Ontwikkeling van spraak en taal

De ontwikkeling van spraak en taal bij uw kind begint bijna onmiddellijk na zijn intrede in deze wereld en is niet voltooid voor de leeftijd van 6 of 7. Deze ontwikkeling vindt plaats in fasen. U moet wel bedenken dat er aanzienlijke variaties zijn van kind tot kind, zelfs binnen hetzelfde gezin. Derhalve moet het volgende beschouwd worden als niet meer dan algemene richtlijnen.

Gedurende de eerste 3 maanden, te beginnen met de geboorteschreeuw, zal uw kind experimenteren met het maken van geluidjes en daarbij verschillende medeklinkers en klinkers voortbrengen die geen betekenis hebben. Gedurende deze periode wordt er veel gekird en gegorgeld. Het begrijpen van de taal blijft beperkt tot reacties op harde geluiden en vertrouwde stemmen.

Tussen 4 en 6 maanden, komt uw baby in het brabbelstadium, dat gepaard gaat met zuchten, brommen, gorgelen en lachen. Het huilen verschilt al naar gelang het een reactie is op pijn of honger. Uw kind gebruikt zijn stemgeluid om genoegen en ongenoegen te uiten.

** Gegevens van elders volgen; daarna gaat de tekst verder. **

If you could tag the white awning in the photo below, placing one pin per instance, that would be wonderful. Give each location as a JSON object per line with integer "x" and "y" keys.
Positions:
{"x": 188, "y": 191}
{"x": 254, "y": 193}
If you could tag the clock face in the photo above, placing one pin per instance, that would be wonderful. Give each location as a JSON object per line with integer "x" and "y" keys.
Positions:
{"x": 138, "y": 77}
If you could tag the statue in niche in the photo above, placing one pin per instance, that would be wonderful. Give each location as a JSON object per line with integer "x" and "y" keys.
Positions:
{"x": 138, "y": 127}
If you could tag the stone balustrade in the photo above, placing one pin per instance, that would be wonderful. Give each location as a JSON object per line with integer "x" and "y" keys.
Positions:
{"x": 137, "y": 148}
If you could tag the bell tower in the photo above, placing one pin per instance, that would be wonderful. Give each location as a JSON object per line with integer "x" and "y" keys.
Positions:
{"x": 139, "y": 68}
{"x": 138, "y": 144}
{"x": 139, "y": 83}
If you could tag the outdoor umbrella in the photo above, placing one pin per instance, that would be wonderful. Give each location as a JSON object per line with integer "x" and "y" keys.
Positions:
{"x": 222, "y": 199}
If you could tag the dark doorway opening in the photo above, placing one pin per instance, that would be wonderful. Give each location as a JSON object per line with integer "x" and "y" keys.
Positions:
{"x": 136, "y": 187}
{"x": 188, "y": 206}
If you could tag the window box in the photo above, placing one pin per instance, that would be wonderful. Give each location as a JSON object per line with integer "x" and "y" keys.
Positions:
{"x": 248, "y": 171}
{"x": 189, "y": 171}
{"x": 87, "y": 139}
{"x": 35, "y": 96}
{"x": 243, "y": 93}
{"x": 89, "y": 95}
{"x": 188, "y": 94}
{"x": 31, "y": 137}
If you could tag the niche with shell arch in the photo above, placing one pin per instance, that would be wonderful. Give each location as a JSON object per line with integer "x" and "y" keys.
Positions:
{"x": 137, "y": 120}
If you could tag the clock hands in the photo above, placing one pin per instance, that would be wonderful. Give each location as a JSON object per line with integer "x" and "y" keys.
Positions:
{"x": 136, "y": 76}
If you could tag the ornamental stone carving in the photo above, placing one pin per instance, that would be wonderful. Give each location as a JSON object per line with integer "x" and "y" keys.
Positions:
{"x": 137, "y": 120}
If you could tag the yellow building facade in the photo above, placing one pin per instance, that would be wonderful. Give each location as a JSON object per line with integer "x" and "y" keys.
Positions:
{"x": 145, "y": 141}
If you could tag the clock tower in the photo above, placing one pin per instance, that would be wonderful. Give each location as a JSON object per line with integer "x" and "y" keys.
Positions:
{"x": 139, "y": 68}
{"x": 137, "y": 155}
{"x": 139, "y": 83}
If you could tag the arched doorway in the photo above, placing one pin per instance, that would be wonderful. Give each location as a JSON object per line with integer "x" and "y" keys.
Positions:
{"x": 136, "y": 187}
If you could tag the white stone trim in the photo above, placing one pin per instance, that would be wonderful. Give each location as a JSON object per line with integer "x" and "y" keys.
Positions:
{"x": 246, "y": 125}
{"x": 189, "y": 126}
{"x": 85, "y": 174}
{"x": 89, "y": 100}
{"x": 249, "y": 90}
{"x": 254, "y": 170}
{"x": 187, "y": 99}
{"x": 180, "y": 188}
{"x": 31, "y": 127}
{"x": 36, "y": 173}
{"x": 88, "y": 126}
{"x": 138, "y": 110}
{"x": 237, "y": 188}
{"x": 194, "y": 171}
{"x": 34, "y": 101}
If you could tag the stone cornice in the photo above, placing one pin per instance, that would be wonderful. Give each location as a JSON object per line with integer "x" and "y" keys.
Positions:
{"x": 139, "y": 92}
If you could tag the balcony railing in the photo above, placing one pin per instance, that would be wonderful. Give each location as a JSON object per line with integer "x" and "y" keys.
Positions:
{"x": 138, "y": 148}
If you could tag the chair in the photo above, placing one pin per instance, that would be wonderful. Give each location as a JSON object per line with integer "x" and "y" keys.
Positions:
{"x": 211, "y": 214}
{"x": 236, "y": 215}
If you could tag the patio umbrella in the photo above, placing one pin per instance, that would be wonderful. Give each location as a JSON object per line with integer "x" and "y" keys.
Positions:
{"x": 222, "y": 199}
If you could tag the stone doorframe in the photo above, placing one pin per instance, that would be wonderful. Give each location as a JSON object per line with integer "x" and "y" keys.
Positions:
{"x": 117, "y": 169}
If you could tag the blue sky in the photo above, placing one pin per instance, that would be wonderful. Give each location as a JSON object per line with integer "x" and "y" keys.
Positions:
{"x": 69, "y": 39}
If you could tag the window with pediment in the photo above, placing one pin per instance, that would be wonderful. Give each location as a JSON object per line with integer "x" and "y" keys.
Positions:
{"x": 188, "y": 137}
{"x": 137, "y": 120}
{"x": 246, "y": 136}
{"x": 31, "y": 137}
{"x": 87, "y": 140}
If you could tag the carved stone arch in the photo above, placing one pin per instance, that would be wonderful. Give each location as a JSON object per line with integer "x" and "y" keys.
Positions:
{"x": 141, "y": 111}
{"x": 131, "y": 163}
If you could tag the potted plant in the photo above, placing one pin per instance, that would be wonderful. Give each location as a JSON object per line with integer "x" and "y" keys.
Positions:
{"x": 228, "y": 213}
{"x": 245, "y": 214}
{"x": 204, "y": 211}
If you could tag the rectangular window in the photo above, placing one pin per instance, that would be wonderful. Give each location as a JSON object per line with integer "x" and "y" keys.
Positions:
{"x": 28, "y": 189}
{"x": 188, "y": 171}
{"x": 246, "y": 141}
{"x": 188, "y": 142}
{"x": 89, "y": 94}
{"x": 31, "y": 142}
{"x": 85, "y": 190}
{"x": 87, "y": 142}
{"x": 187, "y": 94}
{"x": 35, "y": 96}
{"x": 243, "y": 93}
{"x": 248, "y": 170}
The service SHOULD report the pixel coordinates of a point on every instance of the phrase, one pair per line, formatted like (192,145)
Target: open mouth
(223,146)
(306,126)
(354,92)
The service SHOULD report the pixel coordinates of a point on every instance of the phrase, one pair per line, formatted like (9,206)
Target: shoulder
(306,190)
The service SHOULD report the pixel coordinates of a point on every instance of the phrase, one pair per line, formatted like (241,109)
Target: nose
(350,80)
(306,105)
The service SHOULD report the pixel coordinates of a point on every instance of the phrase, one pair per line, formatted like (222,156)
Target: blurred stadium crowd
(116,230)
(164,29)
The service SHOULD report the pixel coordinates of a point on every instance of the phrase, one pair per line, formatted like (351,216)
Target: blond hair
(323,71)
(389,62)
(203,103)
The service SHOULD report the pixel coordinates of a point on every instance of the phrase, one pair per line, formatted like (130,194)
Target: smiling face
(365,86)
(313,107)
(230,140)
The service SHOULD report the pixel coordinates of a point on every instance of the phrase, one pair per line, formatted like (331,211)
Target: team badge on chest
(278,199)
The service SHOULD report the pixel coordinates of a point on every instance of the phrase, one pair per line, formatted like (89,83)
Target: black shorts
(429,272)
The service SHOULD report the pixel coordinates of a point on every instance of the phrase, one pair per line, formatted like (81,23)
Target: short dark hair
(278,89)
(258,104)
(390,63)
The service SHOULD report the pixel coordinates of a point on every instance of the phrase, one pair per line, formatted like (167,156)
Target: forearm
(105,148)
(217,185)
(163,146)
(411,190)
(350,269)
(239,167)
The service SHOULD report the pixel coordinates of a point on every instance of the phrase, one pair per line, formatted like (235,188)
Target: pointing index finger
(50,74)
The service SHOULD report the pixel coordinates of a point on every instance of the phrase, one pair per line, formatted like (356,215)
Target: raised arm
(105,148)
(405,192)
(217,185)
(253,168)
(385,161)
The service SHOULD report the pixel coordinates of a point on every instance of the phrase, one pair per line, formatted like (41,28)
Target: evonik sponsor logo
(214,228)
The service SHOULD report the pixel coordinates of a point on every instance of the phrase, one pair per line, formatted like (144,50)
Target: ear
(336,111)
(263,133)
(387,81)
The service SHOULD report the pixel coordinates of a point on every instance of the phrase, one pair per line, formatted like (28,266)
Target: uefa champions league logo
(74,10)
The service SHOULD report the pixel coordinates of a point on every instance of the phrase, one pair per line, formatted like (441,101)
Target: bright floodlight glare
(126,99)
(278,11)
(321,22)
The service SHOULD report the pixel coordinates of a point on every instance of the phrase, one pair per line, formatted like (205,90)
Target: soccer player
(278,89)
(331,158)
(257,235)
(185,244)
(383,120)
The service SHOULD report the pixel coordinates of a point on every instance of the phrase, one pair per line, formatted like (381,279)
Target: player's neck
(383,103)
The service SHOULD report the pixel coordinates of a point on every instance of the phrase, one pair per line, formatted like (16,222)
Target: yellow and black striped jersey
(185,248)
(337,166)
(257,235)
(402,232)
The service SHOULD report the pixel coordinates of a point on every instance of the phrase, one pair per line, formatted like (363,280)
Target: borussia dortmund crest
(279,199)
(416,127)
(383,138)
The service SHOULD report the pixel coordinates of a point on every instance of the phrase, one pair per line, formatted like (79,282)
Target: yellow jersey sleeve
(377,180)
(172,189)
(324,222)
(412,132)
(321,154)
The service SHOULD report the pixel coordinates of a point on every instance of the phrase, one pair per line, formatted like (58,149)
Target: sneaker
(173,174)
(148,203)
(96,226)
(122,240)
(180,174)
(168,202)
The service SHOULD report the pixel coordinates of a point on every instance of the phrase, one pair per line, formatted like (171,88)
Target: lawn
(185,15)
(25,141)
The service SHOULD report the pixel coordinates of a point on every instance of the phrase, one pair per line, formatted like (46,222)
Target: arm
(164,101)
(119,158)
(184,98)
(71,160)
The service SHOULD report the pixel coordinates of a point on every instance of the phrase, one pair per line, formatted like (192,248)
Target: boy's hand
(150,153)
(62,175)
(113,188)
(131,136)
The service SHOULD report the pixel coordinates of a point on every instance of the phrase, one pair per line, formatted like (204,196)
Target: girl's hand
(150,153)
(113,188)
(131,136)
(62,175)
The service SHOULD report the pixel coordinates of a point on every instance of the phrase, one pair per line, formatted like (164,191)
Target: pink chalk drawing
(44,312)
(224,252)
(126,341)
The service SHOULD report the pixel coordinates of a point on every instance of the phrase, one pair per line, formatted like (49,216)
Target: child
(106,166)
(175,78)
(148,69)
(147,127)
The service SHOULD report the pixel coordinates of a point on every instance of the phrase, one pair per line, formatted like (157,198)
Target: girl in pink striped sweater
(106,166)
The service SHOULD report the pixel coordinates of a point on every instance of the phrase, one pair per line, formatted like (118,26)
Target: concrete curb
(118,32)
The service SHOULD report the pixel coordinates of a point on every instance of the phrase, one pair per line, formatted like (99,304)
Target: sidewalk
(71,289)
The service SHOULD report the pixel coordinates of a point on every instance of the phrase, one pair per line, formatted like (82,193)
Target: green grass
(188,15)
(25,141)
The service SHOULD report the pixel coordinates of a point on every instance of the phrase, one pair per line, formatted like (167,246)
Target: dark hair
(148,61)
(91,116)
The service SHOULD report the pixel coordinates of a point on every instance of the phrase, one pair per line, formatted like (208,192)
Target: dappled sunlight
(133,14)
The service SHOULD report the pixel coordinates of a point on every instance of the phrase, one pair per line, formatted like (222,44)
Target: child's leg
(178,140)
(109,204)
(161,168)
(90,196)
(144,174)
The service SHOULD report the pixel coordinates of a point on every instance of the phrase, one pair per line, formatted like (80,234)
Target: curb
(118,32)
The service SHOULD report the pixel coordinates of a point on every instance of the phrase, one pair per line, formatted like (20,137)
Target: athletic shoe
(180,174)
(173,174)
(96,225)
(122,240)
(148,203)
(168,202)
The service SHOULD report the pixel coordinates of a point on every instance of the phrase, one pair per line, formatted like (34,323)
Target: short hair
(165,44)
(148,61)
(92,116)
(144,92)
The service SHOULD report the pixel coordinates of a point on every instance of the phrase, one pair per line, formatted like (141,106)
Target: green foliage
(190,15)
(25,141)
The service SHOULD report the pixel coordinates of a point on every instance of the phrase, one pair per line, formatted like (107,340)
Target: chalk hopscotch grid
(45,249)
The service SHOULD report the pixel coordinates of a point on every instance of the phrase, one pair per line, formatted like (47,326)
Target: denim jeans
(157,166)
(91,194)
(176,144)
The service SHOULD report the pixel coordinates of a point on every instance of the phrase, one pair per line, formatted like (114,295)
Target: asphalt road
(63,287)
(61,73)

Tussen 7 en 9 maanden herhaalt het kind eenlettergrepige woorden, brabbelt hij op een eentonige zangerige manier, kan zo’n twaalf verschillende geluiden voortbrengen, in het bijzonder de p, b, en m geluiden, gebruikt verschillende klinkers, maakt geluidjes bij wijze van spel, en zal hij misschien het woord ’mama’ zeggen. U zult horen hoe uw kind geluidjes voortbrengt die de letters m, n, t, d, p, b, z nabootsen.

Tegen het einde van deze periode begint de echte nabootsing van de intonatie en spraakgeluiden van anderen. Tijdens deze periode let uw kind erop waar het geluid vandaan komt, luistert aandachtig naar spraakgeluiden en andere geluiden, herkent ’papa’, ’mama’, en ’dag dag’, reageert op zijn naam, en is in staat onderscheid te maken tussen boosheid en vriendelijkheid in de toon van andermans stem.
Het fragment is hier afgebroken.